Does Section 30(7) give immunity in the first place?

Raja Rozela said Section 30(7) does not contain the word “immunity” at all, but only provides “an exemption from being prosecuted at the discretion of the public prosecutor” to certain persons who assisted in the investigation.

She pointed out that Parliament would have explicitly mentioned the word “immunity” in Section 30(7) if this provision was intended to provide for immunity, as it had actually used the word “immunity” in Section 72 of the same MACC Act.

Raja Rozela said that Section 30(7) was not enacted to provide a person — who is revealed through investigations to have committed an offence under the MACC Act — “immunity” or “exemption” from being prosecuted.

She pointed out that the MACC has powers under Section 30(7) to call anyone — including those who had yet to be accused in court — who can assist in investigations to provide information, and that this is part of the investigation process.
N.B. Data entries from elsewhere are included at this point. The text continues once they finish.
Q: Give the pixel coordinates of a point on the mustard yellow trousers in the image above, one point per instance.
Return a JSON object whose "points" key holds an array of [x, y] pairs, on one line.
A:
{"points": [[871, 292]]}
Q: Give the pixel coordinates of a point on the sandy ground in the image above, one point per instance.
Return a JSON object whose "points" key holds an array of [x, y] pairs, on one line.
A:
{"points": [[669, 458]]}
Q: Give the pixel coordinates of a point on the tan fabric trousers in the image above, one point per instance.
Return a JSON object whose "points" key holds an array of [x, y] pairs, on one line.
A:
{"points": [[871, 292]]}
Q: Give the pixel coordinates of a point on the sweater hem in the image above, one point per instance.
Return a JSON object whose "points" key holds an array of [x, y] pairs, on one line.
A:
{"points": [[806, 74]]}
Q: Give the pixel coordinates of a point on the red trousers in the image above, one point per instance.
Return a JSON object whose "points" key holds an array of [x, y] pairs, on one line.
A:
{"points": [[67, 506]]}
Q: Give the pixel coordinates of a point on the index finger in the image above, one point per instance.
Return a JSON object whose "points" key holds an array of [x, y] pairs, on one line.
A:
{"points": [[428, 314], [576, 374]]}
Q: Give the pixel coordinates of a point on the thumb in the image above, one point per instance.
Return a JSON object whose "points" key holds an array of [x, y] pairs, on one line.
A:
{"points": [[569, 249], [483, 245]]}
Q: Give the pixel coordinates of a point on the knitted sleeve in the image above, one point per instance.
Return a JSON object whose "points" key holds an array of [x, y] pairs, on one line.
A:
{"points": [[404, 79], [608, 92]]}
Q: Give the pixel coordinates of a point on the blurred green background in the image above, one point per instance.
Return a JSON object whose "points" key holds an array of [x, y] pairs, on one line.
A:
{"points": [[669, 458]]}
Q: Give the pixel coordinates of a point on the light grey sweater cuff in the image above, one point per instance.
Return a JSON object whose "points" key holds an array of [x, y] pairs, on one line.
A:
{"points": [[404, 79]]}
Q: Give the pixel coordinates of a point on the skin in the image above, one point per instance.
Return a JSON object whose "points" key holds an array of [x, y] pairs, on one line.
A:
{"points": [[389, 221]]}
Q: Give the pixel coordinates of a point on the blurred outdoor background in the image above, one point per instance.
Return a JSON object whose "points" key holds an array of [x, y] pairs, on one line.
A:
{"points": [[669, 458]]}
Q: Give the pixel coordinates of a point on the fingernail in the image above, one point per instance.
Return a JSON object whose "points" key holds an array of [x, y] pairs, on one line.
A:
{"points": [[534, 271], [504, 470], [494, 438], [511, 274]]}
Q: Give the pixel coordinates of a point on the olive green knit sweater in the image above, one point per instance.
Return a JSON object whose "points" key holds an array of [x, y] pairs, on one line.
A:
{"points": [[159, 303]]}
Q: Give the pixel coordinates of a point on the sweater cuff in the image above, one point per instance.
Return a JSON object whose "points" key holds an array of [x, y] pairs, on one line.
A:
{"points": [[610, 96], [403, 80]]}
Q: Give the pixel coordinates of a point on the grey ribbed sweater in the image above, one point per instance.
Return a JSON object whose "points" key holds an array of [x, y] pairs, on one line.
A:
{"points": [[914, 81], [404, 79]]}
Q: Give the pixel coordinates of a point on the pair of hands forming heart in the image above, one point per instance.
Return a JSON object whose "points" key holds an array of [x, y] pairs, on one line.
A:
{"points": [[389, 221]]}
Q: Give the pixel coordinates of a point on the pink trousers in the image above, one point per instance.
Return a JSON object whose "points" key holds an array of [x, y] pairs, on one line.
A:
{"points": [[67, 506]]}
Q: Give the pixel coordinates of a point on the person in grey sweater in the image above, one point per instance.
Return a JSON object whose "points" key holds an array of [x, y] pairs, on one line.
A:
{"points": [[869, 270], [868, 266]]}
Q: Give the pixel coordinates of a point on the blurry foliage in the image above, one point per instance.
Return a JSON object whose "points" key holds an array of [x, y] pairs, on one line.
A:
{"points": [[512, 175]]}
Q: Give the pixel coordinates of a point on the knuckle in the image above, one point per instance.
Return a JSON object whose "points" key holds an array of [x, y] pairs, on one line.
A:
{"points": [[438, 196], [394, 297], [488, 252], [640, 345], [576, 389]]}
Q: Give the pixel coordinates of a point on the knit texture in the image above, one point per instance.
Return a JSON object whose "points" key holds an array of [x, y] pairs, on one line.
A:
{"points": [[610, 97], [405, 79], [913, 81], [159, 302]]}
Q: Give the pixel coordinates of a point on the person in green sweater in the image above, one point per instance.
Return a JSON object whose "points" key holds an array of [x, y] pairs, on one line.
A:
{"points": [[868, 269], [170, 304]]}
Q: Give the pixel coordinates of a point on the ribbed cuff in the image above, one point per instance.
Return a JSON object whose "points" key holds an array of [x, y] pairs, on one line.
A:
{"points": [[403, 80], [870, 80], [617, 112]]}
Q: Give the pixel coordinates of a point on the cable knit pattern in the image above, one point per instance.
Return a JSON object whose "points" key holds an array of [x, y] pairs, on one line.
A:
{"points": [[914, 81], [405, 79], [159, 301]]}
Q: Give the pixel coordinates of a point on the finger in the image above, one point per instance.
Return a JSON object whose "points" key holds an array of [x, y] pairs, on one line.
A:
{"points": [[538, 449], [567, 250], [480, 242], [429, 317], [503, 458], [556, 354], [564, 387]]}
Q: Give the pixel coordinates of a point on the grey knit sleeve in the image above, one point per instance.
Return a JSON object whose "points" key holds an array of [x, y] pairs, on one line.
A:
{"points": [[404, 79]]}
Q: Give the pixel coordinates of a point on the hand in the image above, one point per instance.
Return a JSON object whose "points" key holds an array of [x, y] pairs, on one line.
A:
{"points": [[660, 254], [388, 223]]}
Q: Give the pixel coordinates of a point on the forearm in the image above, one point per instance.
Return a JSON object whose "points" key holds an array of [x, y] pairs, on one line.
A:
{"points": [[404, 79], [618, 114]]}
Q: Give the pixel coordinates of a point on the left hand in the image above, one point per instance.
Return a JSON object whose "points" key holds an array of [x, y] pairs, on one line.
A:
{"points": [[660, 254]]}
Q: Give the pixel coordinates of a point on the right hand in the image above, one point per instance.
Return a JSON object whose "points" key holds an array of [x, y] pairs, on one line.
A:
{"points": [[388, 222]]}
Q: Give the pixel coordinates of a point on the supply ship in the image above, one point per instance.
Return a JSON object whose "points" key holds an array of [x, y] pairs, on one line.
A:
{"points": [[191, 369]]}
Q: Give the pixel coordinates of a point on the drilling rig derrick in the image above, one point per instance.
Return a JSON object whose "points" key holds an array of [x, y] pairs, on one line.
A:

She explained that the investigating officer would — after completing the investigations and taking into account information from other witnesses —- then be able to submit an investigation report to the public prosecutor along with recommendations on whether to press charges. 

“If MACC records statements from witnesses, everyone is protected, everyone is untouchable, what is the purpose of investigation then, where does it leave MACC?” she said, adding that it would be absurd to say that Ahmad Zahid should not be prosecuted simply because he had provided information to the MACC.

She noted that the Court of Appeal had this year ruled in the case of Teo Chee Kong v Public Prosecutor that Section 30(7) does not give immunity to a person disclosing information from being prosecuted for any offences he may have committed. 

In this trial, Zahid ― who is a former home minister and currently the Umno president ― is facing 47 charges, namely 12 counts of criminal breach of trust in relation to charitable foundation Yayasan Akalbudi’s funds, 27 counts of money laundering, and eight counts of bribery charges.

The trial before High Court judge Datuk Collin Lawrence Sequerah resumes on October 4.

The trial has reached the end of prosecution’s case with 99 prosecution witnesses having already testified.

The judge is now hearing oral submissions or the final verbal arguments from both the prosecution and Ahmad Zahid’s lawyers, before deciding on whether the prosecution has proved a prima facie case that would require Ahmad Zahid to enter a defence or if he would be freed from the charges.